GPU Fingerprinting Can Be Used to Track You Online: Researchers

A fingerprint glowing on a computer chip.
(Image credit: Shutterstock)

An international team of researchers from France, Israel and Australia have developed a new technique that can identify individual users according to their specific, unique graphics card signature. Named DrawnApart, the research, which serves as a proof of concept, serves as a warning towards more invasive identification measures that websites or ill-intentioned actors could take in order to collect data on individual users’ online activities  in real-time.

The technique is based on the inherent variations of hardware due to variability in manufacturing processes and individual components. Much like no human fingerprint is identical to another, no single CPU, GPU, or any other consumer item is identical to one another. This is part of the reason why CPU and GPU overclocking varies even within the same product model from manufacturers, and gave rise to the emergence of said "golden" hardware. This, in turn, means that there are minute, individual variations on performance, power, and processing capabilities of each graphics card, making this kind of identification possible.

Images from the research paper

The GPU fingerprinting technique presented in a graphical view, showcasing that two otherwise identical GPUs produce different, individual results. This, in turn, can be attributed to a single users' online activity. (Image credit: Arxiv.org)

The model created by the researchers makes use of fixed workloads based on WebGL (web Graphics Library), the cross-platform API that allows graphics cards to render graphics as their are presented in-browser. Through it, DrawnApart takes over 176 measurements across 16 data collection points by running vertex operations related to short GLSL (OpenGL Shading Language), which prevents workloads from being distributed across random work units – making the results repeatable and, as such, individual for each GPU. DrawnApart can then measure the time needed to complete vertex renders, handle stall functions, and other graphics-specific workloads.

According to the research team, this is the first study that explores semiconductor manufacturing variation in a privacy context, saying that “on the practical front, it demonstrates a robust technique for distinguishing between machines with identical hardware and software configurations”, and added that it can boost "the median tracking duration to 67 percent compared to current state-of-the-art [online fingerprinting] methods."

Image 1 of 2

Images from the research paper

The workload loop carried out by DrawnApart to fingerprint graphics cards. (Image credit: Arxiv.org)
Image 2 of 2

Images from the research paper

And the accuracy gains achieved by the researchers on singularly identifying same-model GPUs apart. (Image credit: Arxiv.org)

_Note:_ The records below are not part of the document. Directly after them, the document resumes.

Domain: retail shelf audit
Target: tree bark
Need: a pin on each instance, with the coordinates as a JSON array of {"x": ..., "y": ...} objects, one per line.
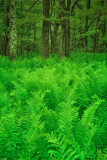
[
  {"x": 67, "y": 34},
  {"x": 13, "y": 34},
  {"x": 54, "y": 36},
  {"x": 45, "y": 29},
  {"x": 86, "y": 23},
  {"x": 63, "y": 26},
  {"x": 7, "y": 30}
]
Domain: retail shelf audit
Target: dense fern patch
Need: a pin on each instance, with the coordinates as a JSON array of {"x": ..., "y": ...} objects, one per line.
[{"x": 54, "y": 109}]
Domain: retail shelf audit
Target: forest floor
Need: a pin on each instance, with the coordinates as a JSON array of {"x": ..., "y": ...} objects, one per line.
[{"x": 54, "y": 109}]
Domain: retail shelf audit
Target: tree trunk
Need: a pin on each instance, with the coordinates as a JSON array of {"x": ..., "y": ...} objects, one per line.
[
  {"x": 67, "y": 34},
  {"x": 63, "y": 26},
  {"x": 54, "y": 36},
  {"x": 7, "y": 30},
  {"x": 96, "y": 35},
  {"x": 86, "y": 24},
  {"x": 13, "y": 34},
  {"x": 45, "y": 29}
]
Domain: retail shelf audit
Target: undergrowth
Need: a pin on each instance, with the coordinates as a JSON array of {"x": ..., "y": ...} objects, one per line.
[{"x": 54, "y": 109}]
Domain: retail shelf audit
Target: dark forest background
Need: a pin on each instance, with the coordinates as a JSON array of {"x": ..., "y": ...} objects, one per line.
[{"x": 52, "y": 27}]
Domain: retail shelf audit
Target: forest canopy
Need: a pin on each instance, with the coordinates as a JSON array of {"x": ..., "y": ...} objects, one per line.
[{"x": 52, "y": 27}]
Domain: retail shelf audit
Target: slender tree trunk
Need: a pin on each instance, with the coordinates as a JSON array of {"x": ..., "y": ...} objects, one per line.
[
  {"x": 22, "y": 53},
  {"x": 7, "y": 30},
  {"x": 96, "y": 35},
  {"x": 86, "y": 23},
  {"x": 54, "y": 36},
  {"x": 13, "y": 34},
  {"x": 45, "y": 29},
  {"x": 63, "y": 26},
  {"x": 67, "y": 34}
]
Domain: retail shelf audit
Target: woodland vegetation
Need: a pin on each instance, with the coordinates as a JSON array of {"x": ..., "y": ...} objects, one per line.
[
  {"x": 53, "y": 80},
  {"x": 52, "y": 27}
]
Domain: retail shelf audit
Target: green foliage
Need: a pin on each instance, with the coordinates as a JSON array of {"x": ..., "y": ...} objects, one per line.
[{"x": 54, "y": 109}]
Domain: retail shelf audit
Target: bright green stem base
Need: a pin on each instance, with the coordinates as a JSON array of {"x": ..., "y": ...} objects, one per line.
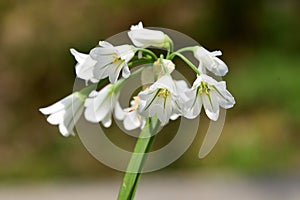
[{"x": 138, "y": 158}]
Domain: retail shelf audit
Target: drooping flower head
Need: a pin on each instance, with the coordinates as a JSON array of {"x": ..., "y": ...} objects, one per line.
[
  {"x": 142, "y": 37},
  {"x": 85, "y": 66},
  {"x": 211, "y": 94},
  {"x": 209, "y": 61},
  {"x": 65, "y": 113},
  {"x": 111, "y": 60},
  {"x": 160, "y": 100},
  {"x": 132, "y": 118},
  {"x": 100, "y": 105}
]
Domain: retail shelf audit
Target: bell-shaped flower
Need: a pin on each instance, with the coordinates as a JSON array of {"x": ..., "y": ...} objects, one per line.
[
  {"x": 160, "y": 99},
  {"x": 157, "y": 70},
  {"x": 85, "y": 66},
  {"x": 132, "y": 118},
  {"x": 65, "y": 113},
  {"x": 101, "y": 105},
  {"x": 211, "y": 94},
  {"x": 210, "y": 61},
  {"x": 111, "y": 60},
  {"x": 142, "y": 37}
]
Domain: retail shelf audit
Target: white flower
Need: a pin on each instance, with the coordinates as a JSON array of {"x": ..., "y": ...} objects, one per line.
[
  {"x": 154, "y": 72},
  {"x": 65, "y": 113},
  {"x": 211, "y": 94},
  {"x": 85, "y": 66},
  {"x": 111, "y": 60},
  {"x": 132, "y": 118},
  {"x": 208, "y": 60},
  {"x": 142, "y": 37},
  {"x": 159, "y": 69},
  {"x": 161, "y": 99},
  {"x": 100, "y": 105}
]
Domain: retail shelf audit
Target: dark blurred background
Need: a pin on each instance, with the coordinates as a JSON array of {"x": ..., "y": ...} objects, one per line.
[{"x": 260, "y": 44}]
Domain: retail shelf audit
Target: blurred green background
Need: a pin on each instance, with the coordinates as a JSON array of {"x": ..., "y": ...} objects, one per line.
[{"x": 260, "y": 44}]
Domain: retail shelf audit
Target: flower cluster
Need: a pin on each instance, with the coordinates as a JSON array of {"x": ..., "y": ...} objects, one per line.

The paper further details that the current implementation can successfully fingerprint a GPU in just eight seconds, but warns that next-gen APIs in development for the next step of the world wide web could allow for even faster and more accurate fingerprinting. WebGPU, for instance, will feature support for compute shader operations to be run through the browser. The researchers tested a compute shader approach to its DrawnApart identification process, and found that not only was accuracy tremendously increased to 98%, but that it reduced the identification time from 8 seconds through the vertex shaders down to just 150 milliseconds with the compute solution. Potentially, this could mean that merely misclicking on a website could be enough for consumers’ GPUs to be singularly identified, with all the risks that entails for personal privacy and cybersecurity. Additionally, legislation and protections on online tracking practices are mostly incompetent in protecting users from this particular technique.

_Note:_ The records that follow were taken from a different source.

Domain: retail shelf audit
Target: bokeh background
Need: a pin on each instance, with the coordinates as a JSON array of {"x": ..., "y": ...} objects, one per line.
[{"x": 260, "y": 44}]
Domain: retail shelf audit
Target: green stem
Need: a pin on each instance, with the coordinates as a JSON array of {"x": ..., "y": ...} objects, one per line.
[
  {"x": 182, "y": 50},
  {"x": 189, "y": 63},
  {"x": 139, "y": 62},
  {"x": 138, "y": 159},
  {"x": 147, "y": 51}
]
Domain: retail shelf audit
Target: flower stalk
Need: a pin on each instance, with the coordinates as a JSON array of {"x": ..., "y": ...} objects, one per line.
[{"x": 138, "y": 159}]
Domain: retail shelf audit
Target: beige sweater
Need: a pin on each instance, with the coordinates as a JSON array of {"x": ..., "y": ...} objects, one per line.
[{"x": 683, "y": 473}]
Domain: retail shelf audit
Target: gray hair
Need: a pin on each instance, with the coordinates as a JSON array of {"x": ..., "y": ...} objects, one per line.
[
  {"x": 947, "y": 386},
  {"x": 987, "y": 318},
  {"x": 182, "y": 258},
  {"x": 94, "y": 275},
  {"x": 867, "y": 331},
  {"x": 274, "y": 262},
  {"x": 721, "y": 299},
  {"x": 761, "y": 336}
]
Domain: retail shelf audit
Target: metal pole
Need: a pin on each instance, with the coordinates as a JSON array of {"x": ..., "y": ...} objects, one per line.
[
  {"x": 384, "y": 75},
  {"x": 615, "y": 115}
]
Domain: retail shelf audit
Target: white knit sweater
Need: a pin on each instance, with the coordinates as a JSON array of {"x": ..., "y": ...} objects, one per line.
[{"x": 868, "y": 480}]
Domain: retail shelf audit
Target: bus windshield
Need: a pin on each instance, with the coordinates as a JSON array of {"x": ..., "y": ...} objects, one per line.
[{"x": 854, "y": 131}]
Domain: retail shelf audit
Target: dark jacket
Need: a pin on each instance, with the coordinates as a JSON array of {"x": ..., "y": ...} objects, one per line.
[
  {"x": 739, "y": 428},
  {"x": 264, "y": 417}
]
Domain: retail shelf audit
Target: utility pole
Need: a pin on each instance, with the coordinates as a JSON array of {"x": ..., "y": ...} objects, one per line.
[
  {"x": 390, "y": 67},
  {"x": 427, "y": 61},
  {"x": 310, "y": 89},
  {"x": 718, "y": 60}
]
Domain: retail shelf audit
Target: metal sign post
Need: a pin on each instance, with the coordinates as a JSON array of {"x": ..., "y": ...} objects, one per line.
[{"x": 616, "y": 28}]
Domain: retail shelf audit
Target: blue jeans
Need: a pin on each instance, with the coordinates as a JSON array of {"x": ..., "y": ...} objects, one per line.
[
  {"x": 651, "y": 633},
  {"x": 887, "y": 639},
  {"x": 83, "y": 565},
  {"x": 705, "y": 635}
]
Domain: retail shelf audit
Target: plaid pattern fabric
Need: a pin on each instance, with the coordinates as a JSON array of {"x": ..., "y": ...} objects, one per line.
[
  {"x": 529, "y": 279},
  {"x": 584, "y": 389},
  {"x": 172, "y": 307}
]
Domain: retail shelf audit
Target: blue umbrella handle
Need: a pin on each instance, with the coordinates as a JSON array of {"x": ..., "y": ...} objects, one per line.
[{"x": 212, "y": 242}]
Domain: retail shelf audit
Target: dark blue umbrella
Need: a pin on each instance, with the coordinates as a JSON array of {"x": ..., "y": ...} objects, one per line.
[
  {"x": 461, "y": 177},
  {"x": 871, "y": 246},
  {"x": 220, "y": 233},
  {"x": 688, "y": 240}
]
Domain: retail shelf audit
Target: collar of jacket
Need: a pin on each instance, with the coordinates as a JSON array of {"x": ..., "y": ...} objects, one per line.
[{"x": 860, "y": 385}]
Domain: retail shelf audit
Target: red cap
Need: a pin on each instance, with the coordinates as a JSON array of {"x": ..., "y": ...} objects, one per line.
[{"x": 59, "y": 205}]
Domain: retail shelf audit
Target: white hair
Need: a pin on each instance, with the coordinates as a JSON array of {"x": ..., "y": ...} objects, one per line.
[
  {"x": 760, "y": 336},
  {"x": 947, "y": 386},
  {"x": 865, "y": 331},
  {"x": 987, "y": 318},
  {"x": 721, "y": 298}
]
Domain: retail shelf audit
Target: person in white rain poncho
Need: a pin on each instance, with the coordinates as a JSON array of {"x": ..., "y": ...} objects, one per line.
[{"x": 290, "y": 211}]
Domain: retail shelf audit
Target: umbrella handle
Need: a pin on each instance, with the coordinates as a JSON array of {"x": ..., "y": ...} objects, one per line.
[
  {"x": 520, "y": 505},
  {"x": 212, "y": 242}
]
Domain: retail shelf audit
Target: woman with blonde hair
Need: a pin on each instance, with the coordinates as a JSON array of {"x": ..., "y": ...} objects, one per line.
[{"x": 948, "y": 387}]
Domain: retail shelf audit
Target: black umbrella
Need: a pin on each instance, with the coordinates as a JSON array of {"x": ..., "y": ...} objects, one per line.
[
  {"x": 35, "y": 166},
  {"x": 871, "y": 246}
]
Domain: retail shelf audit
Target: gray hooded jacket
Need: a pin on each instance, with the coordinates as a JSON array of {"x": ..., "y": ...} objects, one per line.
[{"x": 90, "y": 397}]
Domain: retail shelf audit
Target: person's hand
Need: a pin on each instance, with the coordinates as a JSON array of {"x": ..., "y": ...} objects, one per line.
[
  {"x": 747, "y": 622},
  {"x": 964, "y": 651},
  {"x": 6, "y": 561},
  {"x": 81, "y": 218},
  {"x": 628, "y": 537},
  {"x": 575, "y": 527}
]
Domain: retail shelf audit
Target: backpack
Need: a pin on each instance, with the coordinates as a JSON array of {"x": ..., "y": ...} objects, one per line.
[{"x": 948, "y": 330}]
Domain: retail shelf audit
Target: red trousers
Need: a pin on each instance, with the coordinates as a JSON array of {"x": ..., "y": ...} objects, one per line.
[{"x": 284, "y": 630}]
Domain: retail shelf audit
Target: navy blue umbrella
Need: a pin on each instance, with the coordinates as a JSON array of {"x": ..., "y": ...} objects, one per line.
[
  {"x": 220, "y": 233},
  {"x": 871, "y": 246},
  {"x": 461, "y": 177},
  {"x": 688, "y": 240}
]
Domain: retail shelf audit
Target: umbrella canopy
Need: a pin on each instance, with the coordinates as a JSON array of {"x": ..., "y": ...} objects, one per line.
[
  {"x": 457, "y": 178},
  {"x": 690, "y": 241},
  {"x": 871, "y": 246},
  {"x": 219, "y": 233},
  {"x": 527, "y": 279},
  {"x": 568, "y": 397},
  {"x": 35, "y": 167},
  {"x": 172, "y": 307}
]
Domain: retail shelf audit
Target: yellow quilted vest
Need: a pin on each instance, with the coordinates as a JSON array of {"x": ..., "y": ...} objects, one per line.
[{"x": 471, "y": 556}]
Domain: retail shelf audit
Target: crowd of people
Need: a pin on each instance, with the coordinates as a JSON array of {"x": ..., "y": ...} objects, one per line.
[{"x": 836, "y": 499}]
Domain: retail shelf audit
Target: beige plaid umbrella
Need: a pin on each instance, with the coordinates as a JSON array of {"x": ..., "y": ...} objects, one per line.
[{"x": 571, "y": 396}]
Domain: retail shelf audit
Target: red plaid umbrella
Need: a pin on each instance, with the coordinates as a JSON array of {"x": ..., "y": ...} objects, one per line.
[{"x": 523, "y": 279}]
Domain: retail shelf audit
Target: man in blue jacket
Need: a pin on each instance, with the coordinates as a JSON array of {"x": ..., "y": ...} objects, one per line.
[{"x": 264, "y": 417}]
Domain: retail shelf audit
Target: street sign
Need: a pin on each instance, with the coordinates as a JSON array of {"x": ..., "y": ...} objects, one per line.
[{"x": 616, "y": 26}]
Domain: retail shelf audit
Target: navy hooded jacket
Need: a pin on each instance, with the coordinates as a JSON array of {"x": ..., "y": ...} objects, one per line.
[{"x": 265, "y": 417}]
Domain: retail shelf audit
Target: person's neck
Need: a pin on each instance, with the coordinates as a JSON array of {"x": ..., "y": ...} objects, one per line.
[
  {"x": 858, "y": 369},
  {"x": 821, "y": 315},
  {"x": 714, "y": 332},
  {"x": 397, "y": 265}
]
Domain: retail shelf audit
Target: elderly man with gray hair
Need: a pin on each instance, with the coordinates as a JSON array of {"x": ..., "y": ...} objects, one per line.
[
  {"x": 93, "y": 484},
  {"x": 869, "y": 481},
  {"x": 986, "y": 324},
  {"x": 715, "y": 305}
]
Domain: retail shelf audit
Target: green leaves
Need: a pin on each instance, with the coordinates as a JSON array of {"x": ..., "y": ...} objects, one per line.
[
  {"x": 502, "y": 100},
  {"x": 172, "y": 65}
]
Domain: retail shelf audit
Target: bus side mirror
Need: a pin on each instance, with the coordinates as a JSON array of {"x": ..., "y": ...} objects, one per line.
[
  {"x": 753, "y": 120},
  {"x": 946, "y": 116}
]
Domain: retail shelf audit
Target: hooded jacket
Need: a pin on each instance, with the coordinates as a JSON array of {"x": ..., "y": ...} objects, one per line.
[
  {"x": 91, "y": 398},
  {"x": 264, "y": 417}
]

Khronos, the non-profit organization responsible for the development of the WebGL library, has already formed a technical group which is currently exploring solutions to mitigate the technique. The research team in its paper outlined some potential solutions for the problema already (including parallel execution prevention, attribute value changes, script blocking, API blocking and time measurement prevention) that will likely be explored by the organization as it attempts to curb this potential assault on online users’ privacy.

Francisco Pires
Francisco Pires

Francisco Pires is a freelance news writer for Tom's Hardware with a soft side for quantum computing.

  • digitalgriffin
    WebAPI calls for things like number monitors resolution os version, browser version, patches, plugins, supported features, security monikers and fonts installed are a lot more effective and harder to bypass unless you install a dummy clean browser designed to avert such attacks.
    Reply
  • warezme
    I would think the analyzer would need various runs of consistent data to build a "model" of your hardware that denotes you as that individual. Randomly accessing a spiked page wouldn't necessarily build a database of your hardware. Also, in theory you could script you're hardware to randomize GPU, memory and frequency boost levels so that the hardware presented would never give the exact same results to the same image processing or whatever it's doing. There is also an option to disable hardware on browser processing for the GPU.
    Reply
  • InvalidError
    warezme said:
    I would think the analyzer would need various runs of consistent data to build a "model" of your hardware that denotes you as that individual. Randomly accessing a spiked page wouldn't necessarily build a database of your hardware.
    The technique doesn't need a "database of your hardware", only the performance characteristics of a single shader program running on the GPU for ~150ms.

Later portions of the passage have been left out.